Radial spoke 2 is the missing spoke in CSC amiRNA mutant axonemes. (A–H) Slices through cryo-electron tomograms of axonemes from wild-type (WT; A and B) and amiRNA mutants 4A2 (C and D), 4D6 (E and F), and 6E6 (G and H), showing the three-dimensional (3D) structure in cross-sectional (A, C, E, and G) and longitudinal views (B, D, F, and H). By identifying A- and B-tubules (A_t, B_t) in cross-sectional slices, the proximal (prox) and distal (dist) end of the axoneme can be determined and thus radial spokes 1 and 2 (RS1/blue; RS2/yellow) assigned unambiguously. All three CSC amiRNA mutants show many axonemal repeat units with missing spoke 2 (red dots). Occasionally, repeat units have additional spokes (green) at locations different from the normal RS1 or RS2 position. No defects of RS1 were observed. Scale bars: 50 nm (G), 100 nm (H). (I) Histogram showing the analysis of 675 repeat units from six tomograms of 6E6 axonemes; approximately half of the repeat units were normal (yellow bar), one quarter were missing RS2 partly or completely (red bar), and the remaining repeats had either an additional spoke (green bar) or were too ambiguous to score (purple bar). (J and K) Graphical model and 3D visualization of a cryo-tomogram of a 6E6 axoneme, showing the 3D architecture of the axoneme and location of the radial spokes. The modeled microtubules (gray), spokes 1 (blue) and 2 (yellow), and occasional additional spokes (green) are shown both as partial overlaid on tomographic slices (J) or alone (K); transparent colors indicate ambiguous spokes (see also Supplemental Video 1).

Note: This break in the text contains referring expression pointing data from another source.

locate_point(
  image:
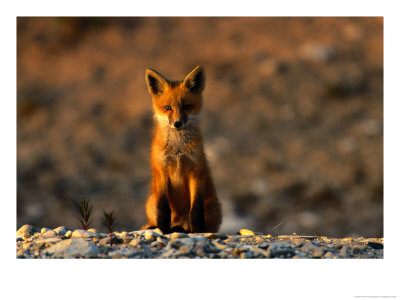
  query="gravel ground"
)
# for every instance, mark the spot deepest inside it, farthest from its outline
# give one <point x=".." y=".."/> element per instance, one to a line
<point x="63" y="242"/>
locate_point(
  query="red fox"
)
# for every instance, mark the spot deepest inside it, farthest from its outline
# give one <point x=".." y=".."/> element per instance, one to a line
<point x="183" y="196"/>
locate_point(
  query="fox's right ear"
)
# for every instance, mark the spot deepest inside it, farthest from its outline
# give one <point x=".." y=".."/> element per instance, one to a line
<point x="156" y="83"/>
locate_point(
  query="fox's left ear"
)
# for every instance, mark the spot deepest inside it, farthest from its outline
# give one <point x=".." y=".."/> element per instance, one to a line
<point x="196" y="80"/>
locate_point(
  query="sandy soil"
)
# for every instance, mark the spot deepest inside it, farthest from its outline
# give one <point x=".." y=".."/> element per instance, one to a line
<point x="293" y="118"/>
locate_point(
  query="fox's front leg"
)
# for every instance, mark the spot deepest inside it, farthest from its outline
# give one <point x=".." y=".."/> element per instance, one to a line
<point x="196" y="215"/>
<point x="158" y="210"/>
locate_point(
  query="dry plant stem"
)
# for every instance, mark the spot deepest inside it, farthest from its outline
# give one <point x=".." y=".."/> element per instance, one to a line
<point x="108" y="221"/>
<point x="85" y="212"/>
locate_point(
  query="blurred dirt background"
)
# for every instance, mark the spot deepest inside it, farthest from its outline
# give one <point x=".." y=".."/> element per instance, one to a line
<point x="292" y="119"/>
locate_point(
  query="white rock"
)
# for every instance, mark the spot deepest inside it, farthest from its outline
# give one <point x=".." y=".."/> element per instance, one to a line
<point x="27" y="229"/>
<point x="151" y="235"/>
<point x="49" y="233"/>
<point x="44" y="230"/>
<point x="80" y="233"/>
<point x="246" y="232"/>
<point x="61" y="230"/>
<point x="72" y="247"/>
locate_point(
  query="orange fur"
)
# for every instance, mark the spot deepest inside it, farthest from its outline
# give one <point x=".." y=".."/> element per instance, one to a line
<point x="182" y="195"/>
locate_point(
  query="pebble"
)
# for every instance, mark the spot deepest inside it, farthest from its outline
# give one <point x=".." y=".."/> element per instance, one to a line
<point x="153" y="244"/>
<point x="61" y="230"/>
<point x="213" y="236"/>
<point x="49" y="233"/>
<point x="178" y="235"/>
<point x="375" y="245"/>
<point x="246" y="232"/>
<point x="71" y="247"/>
<point x="27" y="229"/>
<point x="151" y="235"/>
<point x="80" y="233"/>
<point x="44" y="230"/>
<point x="344" y="252"/>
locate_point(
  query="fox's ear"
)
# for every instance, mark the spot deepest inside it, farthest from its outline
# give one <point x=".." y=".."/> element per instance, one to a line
<point x="196" y="80"/>
<point x="156" y="83"/>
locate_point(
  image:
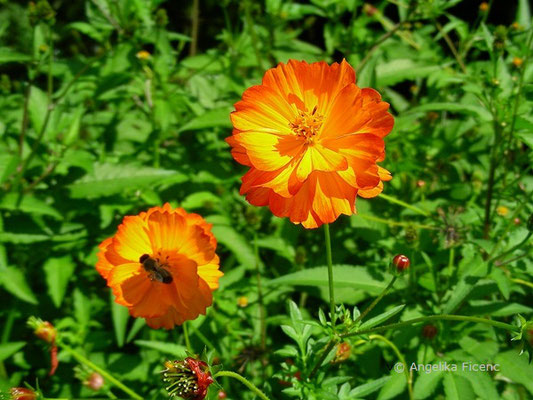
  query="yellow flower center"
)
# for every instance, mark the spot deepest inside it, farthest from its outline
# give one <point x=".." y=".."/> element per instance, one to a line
<point x="307" y="125"/>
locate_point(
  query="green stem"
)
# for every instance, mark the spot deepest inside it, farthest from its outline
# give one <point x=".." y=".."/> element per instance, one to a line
<point x="330" y="276"/>
<point x="404" y="204"/>
<point x="512" y="248"/>
<point x="110" y="378"/>
<point x="262" y="314"/>
<point x="244" y="381"/>
<point x="446" y="317"/>
<point x="333" y="342"/>
<point x="186" y="336"/>
<point x="377" y="299"/>
<point x="408" y="374"/>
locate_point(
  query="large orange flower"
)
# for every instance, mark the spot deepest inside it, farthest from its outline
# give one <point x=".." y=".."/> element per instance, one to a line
<point x="162" y="265"/>
<point x="312" y="139"/>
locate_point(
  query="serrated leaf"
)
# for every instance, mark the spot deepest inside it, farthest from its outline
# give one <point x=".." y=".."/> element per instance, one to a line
<point x="457" y="388"/>
<point x="238" y="245"/>
<point x="426" y="384"/>
<point x="344" y="276"/>
<point x="111" y="179"/>
<point x="459" y="108"/>
<point x="28" y="204"/>
<point x="209" y="119"/>
<point x="369" y="388"/>
<point x="58" y="272"/>
<point x="14" y="281"/>
<point x="10" y="348"/>
<point x="378" y="319"/>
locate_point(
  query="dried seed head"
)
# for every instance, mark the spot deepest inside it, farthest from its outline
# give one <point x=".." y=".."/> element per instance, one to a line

All CSC amiRNA mutants exhibit defects in flagellar beating. (A) Montages of images from digitally recorded videos of wild-type, 4A2, and 6E6 cells. Wild-type cells swim forward with an asymmetric waveform, and the flagella are in sync through the entire beat. CSC amiRNA mutant cells swim forward with a few beats in sync, and then their flagella lose synchrony. (B) Traced diagrams of flagellar beats from wild-type, 4A2, 4D6, 6E6, and 1A3 cells. Colors correspond to traces taken from the same frame (see colored time sequence). Wild-type flagella complete a full asymmetric beat with flagella in sync. The two flagella for the CSC amiRNA strains are out of sync and do not exhibit complete recovery and effective strokes.